Menghela nafas panjang saat menuliskan deret bencana awal tahun ini, maka dari itu kita harus banyak mendapat hikmah dan pelajaran dari apa yang sudah Allah SWT berikan agar kita bersama bangsa ini menjadi lebih baik. Setiap orang yang beriman pasti akan menghadapi ujian dari Allah SWT. Bencana, merupakan salah satu bentuk ujian yang Allah berikan. Maka, ketika suatu daerah dengan penduduk muslim yang bertakwa Allah timpakan bencana, ini adalah ujian bagi mereka, agar mereka membuktikan keimanannya dan bersabar, bertawakal kepada Allah.

Selain itu bencana, juga merupakan teguran dan peringatan Allah bagi kaum muslimin khususnya dan umat manusia umumnya. Bencana yang bertubi-tubi datang boleh jadi adalah teguran dan peringatan Allah atas banyaknya dosa umat. Dosa apa yang tidak dilakukan umat manusia saat ini, termasuk di Indonesia? Mengurangi timbangan dan takaran sebagaimana kaum Madyan? Homo sebagaimana kaum Nabi Luth? Zina, mabuk, membunuh, mencuri, korupsi, dan kejahatan lain?

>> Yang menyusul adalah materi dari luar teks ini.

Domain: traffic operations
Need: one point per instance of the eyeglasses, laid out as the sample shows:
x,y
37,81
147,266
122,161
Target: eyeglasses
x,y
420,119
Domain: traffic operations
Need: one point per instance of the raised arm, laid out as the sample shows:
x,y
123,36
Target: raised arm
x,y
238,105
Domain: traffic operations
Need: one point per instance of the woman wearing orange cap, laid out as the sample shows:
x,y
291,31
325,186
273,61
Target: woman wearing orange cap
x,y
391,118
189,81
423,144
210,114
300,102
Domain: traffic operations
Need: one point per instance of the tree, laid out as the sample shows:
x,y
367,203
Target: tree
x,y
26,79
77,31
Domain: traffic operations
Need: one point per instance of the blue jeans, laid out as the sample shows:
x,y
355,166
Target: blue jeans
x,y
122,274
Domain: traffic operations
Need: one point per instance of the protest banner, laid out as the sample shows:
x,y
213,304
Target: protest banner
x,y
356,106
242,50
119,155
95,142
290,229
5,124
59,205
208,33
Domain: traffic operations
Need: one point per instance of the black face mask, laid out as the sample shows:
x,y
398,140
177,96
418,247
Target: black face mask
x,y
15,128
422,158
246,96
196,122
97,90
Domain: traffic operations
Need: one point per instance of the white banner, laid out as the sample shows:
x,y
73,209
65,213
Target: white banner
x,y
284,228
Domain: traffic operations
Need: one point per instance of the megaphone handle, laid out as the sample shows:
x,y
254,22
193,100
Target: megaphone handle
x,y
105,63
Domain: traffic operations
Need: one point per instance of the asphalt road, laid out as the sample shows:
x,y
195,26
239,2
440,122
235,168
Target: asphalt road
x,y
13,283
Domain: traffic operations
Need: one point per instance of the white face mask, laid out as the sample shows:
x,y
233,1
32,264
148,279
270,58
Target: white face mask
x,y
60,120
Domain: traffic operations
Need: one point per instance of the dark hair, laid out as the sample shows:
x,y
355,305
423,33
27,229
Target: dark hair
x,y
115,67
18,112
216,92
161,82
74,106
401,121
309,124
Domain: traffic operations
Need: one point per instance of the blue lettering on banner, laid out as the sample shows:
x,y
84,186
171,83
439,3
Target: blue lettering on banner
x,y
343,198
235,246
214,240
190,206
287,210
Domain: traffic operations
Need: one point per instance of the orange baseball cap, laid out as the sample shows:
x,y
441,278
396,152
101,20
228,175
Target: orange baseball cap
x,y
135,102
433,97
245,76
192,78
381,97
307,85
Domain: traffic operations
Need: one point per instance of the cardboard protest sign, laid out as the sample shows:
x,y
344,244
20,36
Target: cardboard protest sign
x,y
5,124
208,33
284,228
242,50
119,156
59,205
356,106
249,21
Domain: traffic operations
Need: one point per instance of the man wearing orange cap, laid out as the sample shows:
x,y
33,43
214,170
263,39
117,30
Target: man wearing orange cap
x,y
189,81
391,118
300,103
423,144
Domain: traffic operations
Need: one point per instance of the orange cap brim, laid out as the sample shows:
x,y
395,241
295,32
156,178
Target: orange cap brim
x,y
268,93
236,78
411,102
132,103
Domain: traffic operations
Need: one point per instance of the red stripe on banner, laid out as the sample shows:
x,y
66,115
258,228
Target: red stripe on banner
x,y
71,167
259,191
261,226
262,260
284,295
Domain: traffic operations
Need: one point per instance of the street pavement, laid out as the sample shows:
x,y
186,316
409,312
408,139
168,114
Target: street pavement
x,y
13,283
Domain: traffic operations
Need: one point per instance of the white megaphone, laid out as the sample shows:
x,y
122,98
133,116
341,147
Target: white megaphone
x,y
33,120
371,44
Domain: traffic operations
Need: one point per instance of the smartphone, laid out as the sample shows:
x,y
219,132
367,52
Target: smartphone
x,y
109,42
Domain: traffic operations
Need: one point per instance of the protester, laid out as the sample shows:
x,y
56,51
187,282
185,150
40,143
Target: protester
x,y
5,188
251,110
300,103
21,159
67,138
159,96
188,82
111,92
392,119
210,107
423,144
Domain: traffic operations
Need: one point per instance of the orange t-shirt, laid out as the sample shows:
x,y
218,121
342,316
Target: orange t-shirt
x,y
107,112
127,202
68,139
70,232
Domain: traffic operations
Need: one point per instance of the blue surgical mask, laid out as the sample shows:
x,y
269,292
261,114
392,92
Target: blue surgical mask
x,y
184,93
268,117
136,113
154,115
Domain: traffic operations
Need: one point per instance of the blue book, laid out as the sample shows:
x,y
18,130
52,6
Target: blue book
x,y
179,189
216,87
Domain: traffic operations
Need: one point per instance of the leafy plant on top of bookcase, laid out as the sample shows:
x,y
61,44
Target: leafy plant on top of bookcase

Sepertinya semua komplit dilakukan di negeri ini. Membuat persaksian palsu pun sudah jamak dilakukan. Menolak hukum Allah, menganggapnya usang dan layak dimasukkan museum, bahkan menantang azab Allah. Yang ironis, di saat dosa makin menyebar, justru upaya amar makruf nahi mungkar dibungkam. Ormas-ormas yang selama ini menjalankan amar makruf nahi mungkar dibubarkan dan dilarang beraktivitas. Aktivis-aktivisnya dikriminalisasi dan dipenjarakan dengan alasan yang dicari-cari. Padahal, berhentinya amar makruf nahi mungkar adalah juga salah satu pengundang bencana.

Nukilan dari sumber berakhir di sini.